Grafik perubahan kurs

Krisis ekonomi dipengaruhi oleh 2 faktor utama, Fundamen (fundamental) ekonomi dan sentimen publik. Jika penurunan nilai rupiah saat ini, kemudian diangap ekonomi sudah demikian parah bahkan lebih parah dari krisis 98, mengapa saat ini tidak terjadi rush atau situasi tidak bergejolak?

Sederhana saja, sentimen publik dan pelaku ekonomi memiliki kepercayaan (sentimen positif) terhadap pemerintah. Publik percaya bahwa pemerintah terutama pimpinannya dalam hal ini presiden adalah pemimpin yang bersih. Dan publik percaya dan tau bahwa penurunan nilai rupiah disebabkan oleh faktor eksternal.
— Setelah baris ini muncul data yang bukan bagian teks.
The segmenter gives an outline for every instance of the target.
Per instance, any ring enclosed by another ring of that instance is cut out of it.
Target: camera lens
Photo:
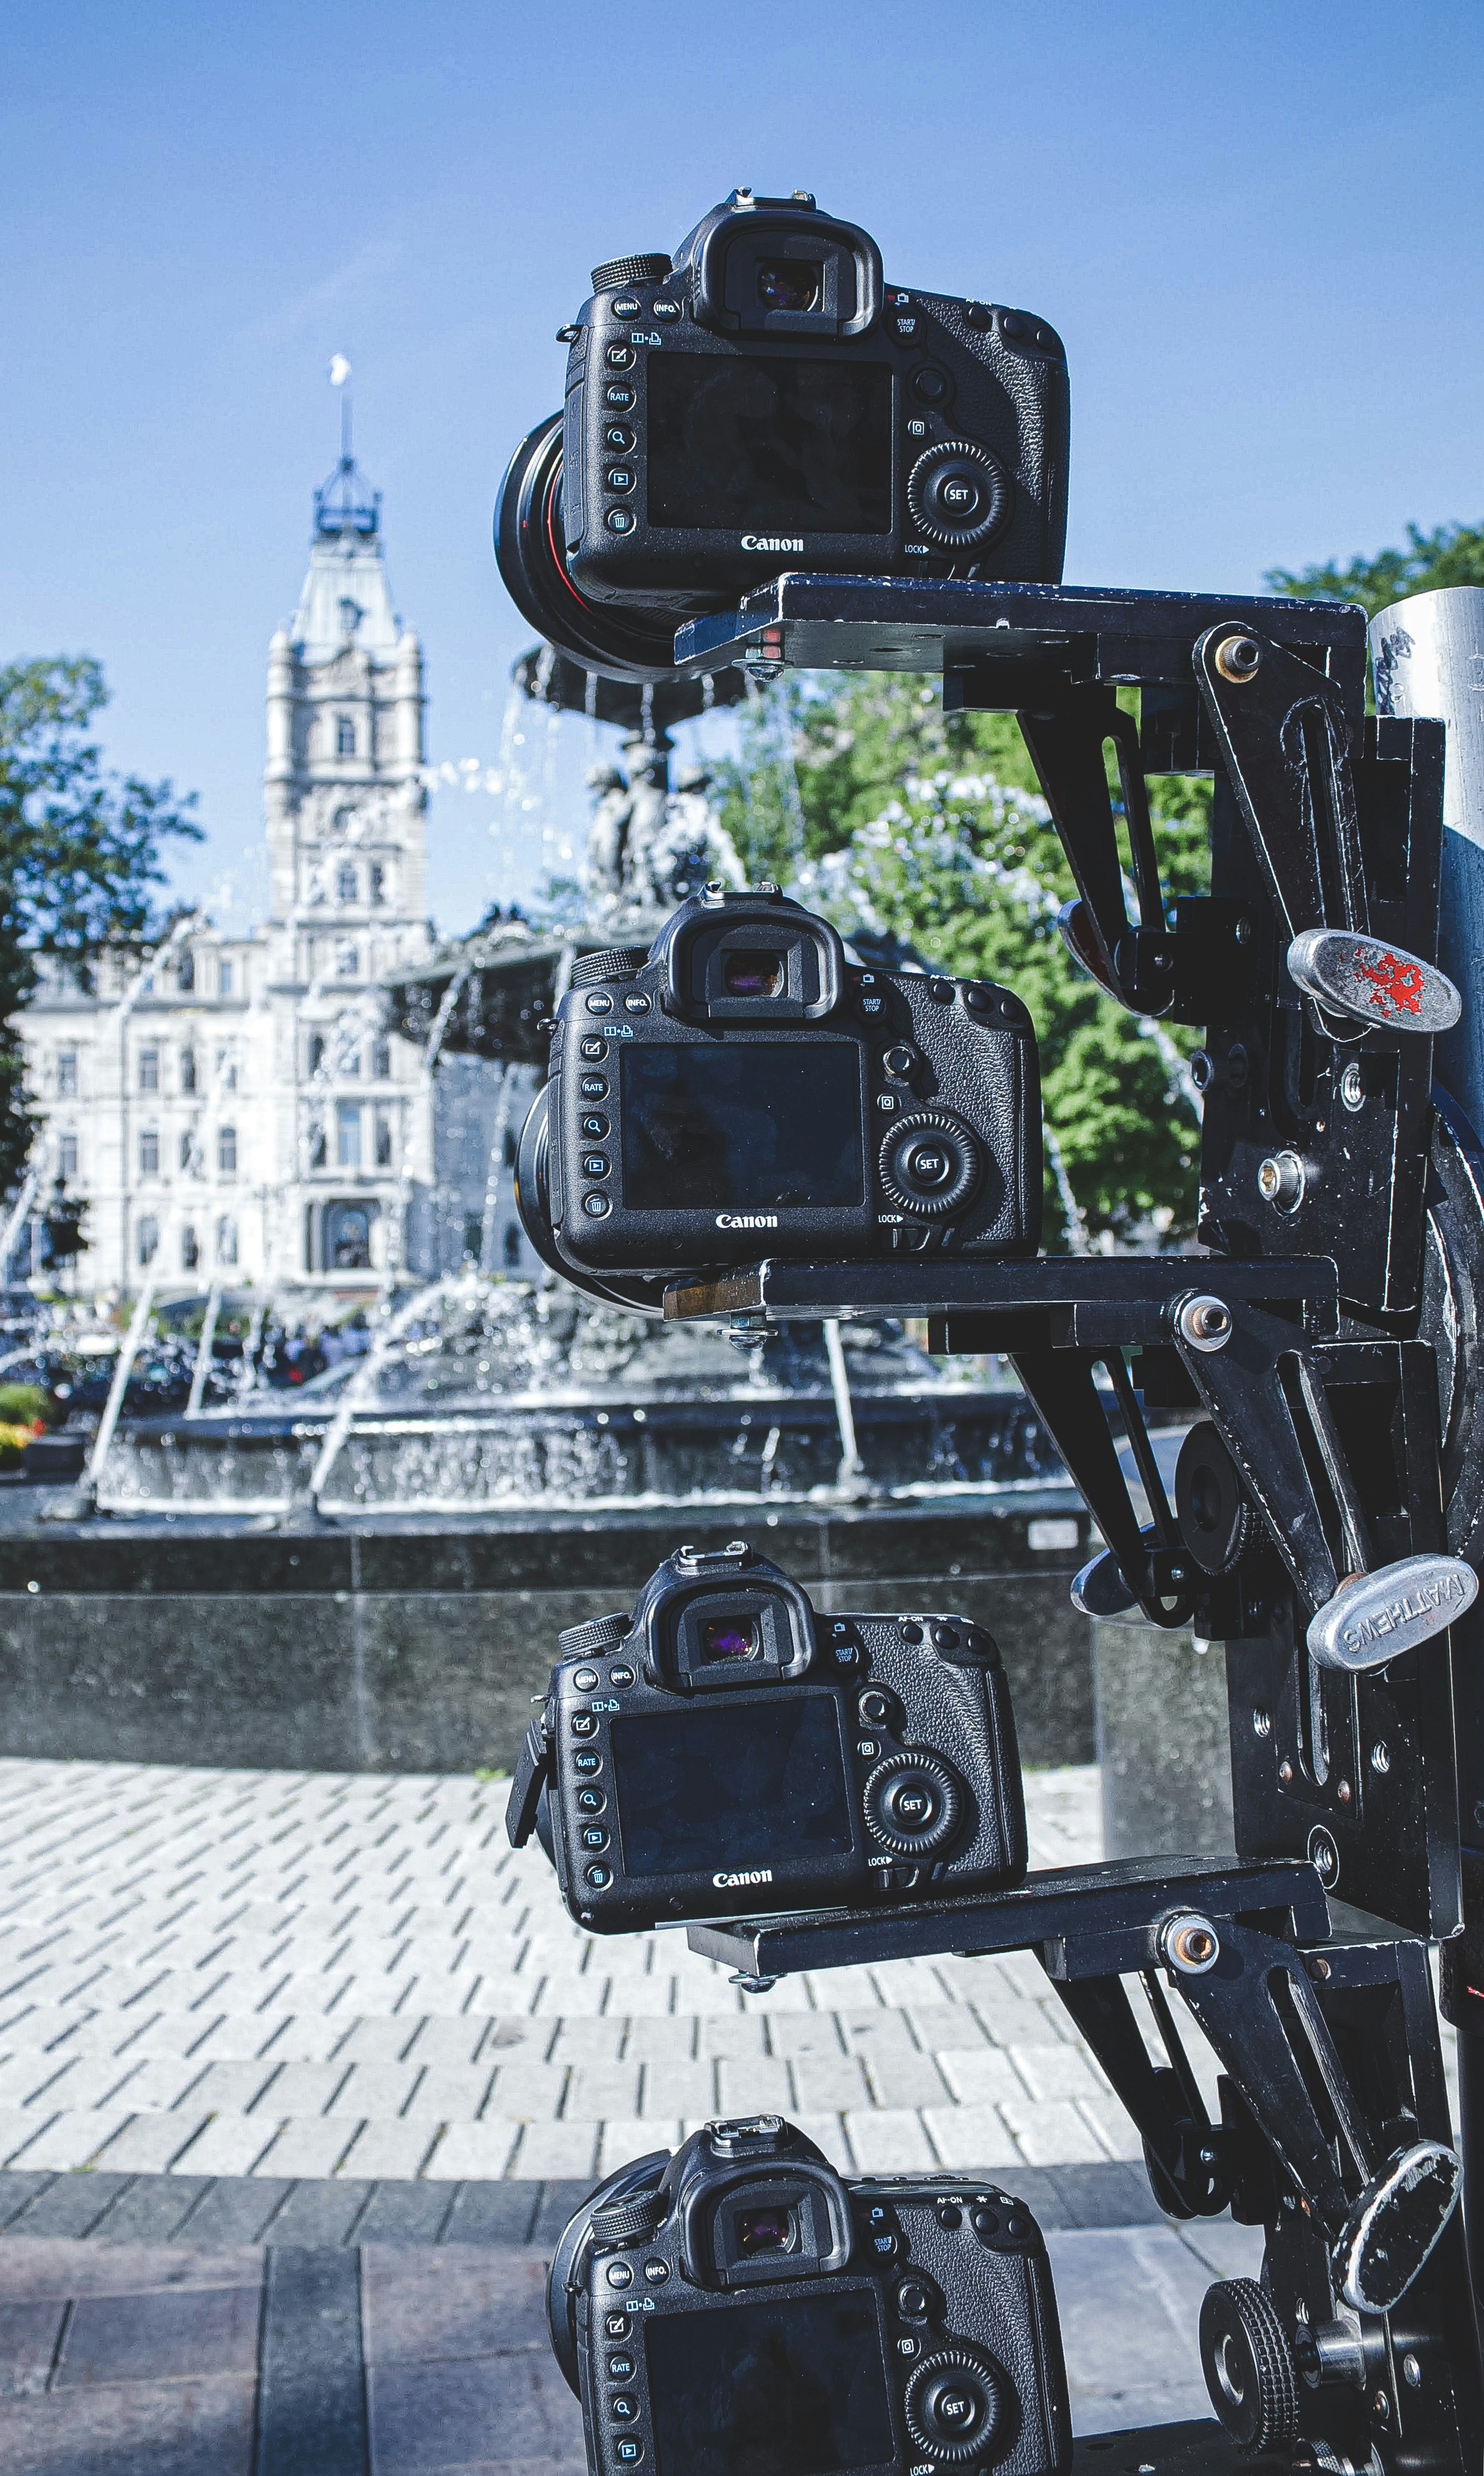
[[[812,310],[824,271],[806,258],[770,259],[757,270],[757,298],[765,310]]]
[[[703,1617],[703,1659],[755,1659],[758,1649],[755,1617]]]
[[[783,986],[783,957],[724,954],[722,986],[730,998],[776,998]]]
[[[787,2208],[772,2210],[739,2210],[737,2212],[737,2250],[739,2253],[787,2252],[793,2241],[794,2214]]]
Ini modal besar pemerintah untuk dapat memperbaiki ekonomi. Karena jika memang kondisi ekonomi sedemikian parahnya, dan di sisi lain kepercayaan kepada pemerintah lemah, pemerintah sudah jatuh dari jauh hari sebelumnya.

Atau memang krisis tidak sedemikian hebat seperti yg dilontarkan para oposan? Atau memang penurunan nilai rupiah lebih disebabkan oleh faktor eksternal?

Memang ada masalah fundamental dalam bentuk adanya defisit neraca perdagangan. Tapi hal tersebut bisa diperbaiki dengan mengefisienkan ekonomi/industri dalam negeri. Kita memiliki permodalan untuk itu dengan infrastruktur yang kita miliki sudah semakin baik.

Tetapi mengutip pernyataan Faisal Basri, kebijakan ekonomi kita dalam mengatasi penurunan nilai rupiah dan defisit neraca perdagangan, jangan hanya mengandalkan “pertahanan yang berlapis” yang bertujuan menghambat import, tetapi juga bagaimana kebijakan dikeluarkan dalam upaya untuk meningkatkan ekspor.

Kepercayaan publik sudah diraih, masih ada waktu untuk memperbaiki ekonomi. Dalam keadaan krisis publik saja masih percaya, apa lagi jika krisis dapat dilalui.